In my role at work, everything comes down to productivity and effectiveness. I might even be considered, by some, to be an expert on utilizing process and technology to increase productivity and effectiveness.
For today, though, I’m going to give you a metaphor (technically, this is actually a simile…) from both the expert and the frustrated employee perspective:
Companies operate like they are in their own long-distance car races.
Imagine you closed down Interstate 80 – New York to San Francisco. You then took each company, gave each employee a car that is representative of their capabilities as an employee, and gave those employees a goal with a prize:
- Get to the other end.
- Part of your prize is based on how fast everyone can get to the other end and how many make it.
- The other part is based on what order you come in. Come in first, get a bigger prize. Come in later, get a smaller prize. Don’t finish? Get nothing.
Let’s see how various types of companies would do.
A company of one
There are a lot of variables and wildcards in this one. A high-performing person operating as a company of one probably won’t break down along the way, and can probably go pretty fast. This person probably gets a decent prize at the end.
On the other hand, someone with pipe dreams but no experience, talent, or grit is likely to find themselves stranded somewhere in the middle of Ohio, hoping for the kindness of a stranger. If they reach San Francisco at all, it won’t be very fast.
A start-up
If this start-up has a group of high-performing individuals who can work with a team mentality, they’re likely to speed along the freeway, drafting off each other for additional speed and fuel economy. They’ll help each other if something goes wrong, but if one person is consistently underperforming or having trouble, they’ll leave that person in the dust.

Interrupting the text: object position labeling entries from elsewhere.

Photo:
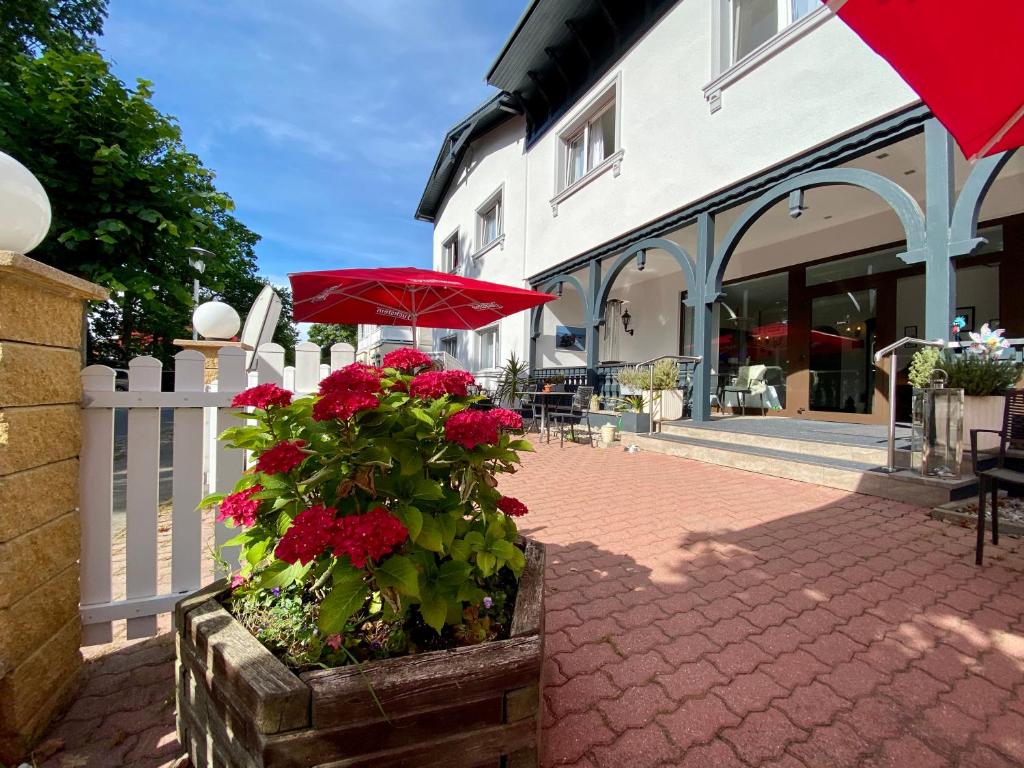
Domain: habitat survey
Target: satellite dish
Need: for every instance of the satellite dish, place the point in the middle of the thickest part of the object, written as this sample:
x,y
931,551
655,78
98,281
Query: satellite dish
x,y
260,324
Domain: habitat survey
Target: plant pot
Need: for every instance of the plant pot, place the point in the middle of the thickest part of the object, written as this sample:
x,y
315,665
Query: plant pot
x,y
607,434
670,406
239,706
983,413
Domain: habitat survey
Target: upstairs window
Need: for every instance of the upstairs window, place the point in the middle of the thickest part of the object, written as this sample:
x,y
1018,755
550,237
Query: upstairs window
x,y
450,254
754,23
487,347
589,144
488,221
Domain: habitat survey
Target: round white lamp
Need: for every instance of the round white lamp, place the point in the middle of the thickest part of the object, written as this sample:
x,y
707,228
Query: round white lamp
x,y
215,320
25,209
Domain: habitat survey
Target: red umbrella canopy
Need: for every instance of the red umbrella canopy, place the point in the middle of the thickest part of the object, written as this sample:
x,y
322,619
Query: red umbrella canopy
x,y
406,296
962,57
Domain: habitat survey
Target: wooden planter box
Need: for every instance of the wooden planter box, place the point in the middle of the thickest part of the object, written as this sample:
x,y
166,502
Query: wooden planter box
x,y
239,706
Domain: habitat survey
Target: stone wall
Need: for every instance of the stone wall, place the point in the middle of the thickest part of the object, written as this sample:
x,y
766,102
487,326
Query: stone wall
x,y
41,316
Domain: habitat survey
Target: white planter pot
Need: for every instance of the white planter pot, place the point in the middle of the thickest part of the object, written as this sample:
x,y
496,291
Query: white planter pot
x,y
670,406
983,413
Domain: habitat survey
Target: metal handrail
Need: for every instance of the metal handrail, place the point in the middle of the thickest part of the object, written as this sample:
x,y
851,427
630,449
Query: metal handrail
x,y
890,351
679,358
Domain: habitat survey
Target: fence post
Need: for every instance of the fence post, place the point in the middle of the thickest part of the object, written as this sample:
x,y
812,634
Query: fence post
x,y
41,315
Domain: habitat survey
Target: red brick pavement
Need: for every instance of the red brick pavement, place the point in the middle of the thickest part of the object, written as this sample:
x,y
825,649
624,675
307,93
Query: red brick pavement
x,y
698,615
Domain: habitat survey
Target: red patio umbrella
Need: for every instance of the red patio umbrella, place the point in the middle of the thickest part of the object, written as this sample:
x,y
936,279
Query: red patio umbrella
x,y
962,57
406,296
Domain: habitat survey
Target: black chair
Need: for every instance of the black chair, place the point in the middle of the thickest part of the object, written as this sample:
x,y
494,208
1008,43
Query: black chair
x,y
989,479
577,414
528,401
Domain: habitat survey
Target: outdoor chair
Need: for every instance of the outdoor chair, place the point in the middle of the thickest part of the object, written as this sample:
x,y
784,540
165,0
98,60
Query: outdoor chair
x,y
577,414
989,479
532,404
750,380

If this start-up has a variety of capabilities, but averages toward the low end, you’ll get a variety of different results depending on different factors. If they help each other, they’ll get to the end, but much slower. If they don’t work as a team, most are likely to break down along the way, and their arrival in San Francisco is questionable.
A global enterprise
As you visualized the previous examples, you may have noticed that each company collectively had control of their fate. Here, however, is where we diverge from this trend.

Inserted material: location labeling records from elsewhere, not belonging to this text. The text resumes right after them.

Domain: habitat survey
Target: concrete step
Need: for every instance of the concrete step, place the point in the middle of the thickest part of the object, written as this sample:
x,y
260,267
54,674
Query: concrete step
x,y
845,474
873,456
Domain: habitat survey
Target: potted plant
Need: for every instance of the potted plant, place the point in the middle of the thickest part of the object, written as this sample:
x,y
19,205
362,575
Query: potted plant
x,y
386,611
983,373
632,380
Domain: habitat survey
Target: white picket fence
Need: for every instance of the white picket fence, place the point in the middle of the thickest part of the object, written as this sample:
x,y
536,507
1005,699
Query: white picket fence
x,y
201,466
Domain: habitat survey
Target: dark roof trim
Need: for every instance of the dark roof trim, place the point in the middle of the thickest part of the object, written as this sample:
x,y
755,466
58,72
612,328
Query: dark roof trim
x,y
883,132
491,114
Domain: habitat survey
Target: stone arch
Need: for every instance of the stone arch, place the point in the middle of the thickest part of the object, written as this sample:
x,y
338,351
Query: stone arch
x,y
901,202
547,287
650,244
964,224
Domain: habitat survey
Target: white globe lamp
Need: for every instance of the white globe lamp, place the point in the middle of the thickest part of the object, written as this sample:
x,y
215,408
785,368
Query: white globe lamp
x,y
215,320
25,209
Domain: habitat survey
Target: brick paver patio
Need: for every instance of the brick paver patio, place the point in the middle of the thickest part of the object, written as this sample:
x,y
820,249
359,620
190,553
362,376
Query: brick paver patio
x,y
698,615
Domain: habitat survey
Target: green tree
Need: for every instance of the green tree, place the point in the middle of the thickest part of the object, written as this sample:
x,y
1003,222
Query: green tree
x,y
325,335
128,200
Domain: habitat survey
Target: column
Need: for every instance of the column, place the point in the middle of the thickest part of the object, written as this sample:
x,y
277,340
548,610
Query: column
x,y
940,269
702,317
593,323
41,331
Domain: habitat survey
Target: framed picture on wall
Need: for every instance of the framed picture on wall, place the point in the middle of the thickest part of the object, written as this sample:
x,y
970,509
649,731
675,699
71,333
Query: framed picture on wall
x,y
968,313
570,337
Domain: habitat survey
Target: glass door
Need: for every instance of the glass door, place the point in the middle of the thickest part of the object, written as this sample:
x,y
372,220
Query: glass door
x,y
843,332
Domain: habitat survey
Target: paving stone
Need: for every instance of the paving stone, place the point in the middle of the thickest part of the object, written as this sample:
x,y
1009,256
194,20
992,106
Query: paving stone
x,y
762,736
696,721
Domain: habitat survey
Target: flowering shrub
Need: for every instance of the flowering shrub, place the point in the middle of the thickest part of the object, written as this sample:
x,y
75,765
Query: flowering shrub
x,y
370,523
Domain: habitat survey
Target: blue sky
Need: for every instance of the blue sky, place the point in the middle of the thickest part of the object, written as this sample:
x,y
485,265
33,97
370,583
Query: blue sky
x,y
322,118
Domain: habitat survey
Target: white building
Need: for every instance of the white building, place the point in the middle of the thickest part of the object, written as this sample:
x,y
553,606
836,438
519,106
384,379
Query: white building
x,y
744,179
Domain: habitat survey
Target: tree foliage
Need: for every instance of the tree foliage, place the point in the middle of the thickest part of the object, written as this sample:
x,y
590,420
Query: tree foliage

This global enterprise has run this race many times, in order to achieve its enormous size. It has experts in how to go fast and navigate the route. It has maybe 400,000 quite reliable cars, including super- and hyper-cars, economy cars, luxury cars, you can imagine the people working in such a company. It even has its own team to assist those who need it.
Now, picture the scene at the mouth of I-80, just a few miles west of Manhattan. 6 lanes of west-bound tarmac. Everyone wants to get to San Francisco – all 400,000 of them.
It starts slowly. The first out of the gate, including a Ferrari, a Corolla, a Lexus, and a Ram pickup, all hit the gas. The Lamborghini stuck behind the Corolla gets impatient, and tries to cut in front of the Mercedes next to it in a bid to pass. The Mercedes has to hit its brakes, slowing everyone behind it.
Fast-forward… Everyone is finally hitting their stride, faster passing slower, but all slowing down when the person in front slows down – say for a curve, a lane merge, avoiding a deer in the road, you name it.
No big cities once you leave the New York metro area until… Cleveland.
Now, everyone has to slow for freeway twists and turns, avoiding taking the wrong exit and ending up on I-77 South, narrower lanes through the city. It’s a much hairier task to get 400,000 cars through the city, even on a closed course, than it does 100.
Because the prize is partially on personal performance, and partially on company-wide performance on which they have virtually zero influence, everyone wants to get in front of the one they’re following.
- Stop and help? That’s someone else’s job.
- Listen to the organizational expert tell me how to drive? They don’t know how I do things.
- Follow executive direction? Heck, they’re the ones driving the Bugattis, Maybachs, and McLarens up front. There’s no way I’ll catch them.
At the end of the road…
As we work through this metaphor (simile), I’m pretty sure you get the point.
It’s much easier for a small organization to perform well. There’s plenty of room for all to work toward the goal together. There’s less incentive to promote self over group – in fact, it’s usually pointless if all are working together.
There are organizational experts who, using reliable data and studies, would suggest that the line between performing together like these small organizations and performing with the self in mind in the larger organizations is around 150 people. Think about that for a moment.
If companies start to lose relative effectiveness at around 150 people, why are there organizations that are much larger? Self-interest. If the organization is larger, there’s more individual advantage to being a Ferrari among supercars. It’s easier to hide mistakes and rely on the perceived stability of the large organization to attract talent and revenue.
Is there a lesson here? I’ll leave that up to you.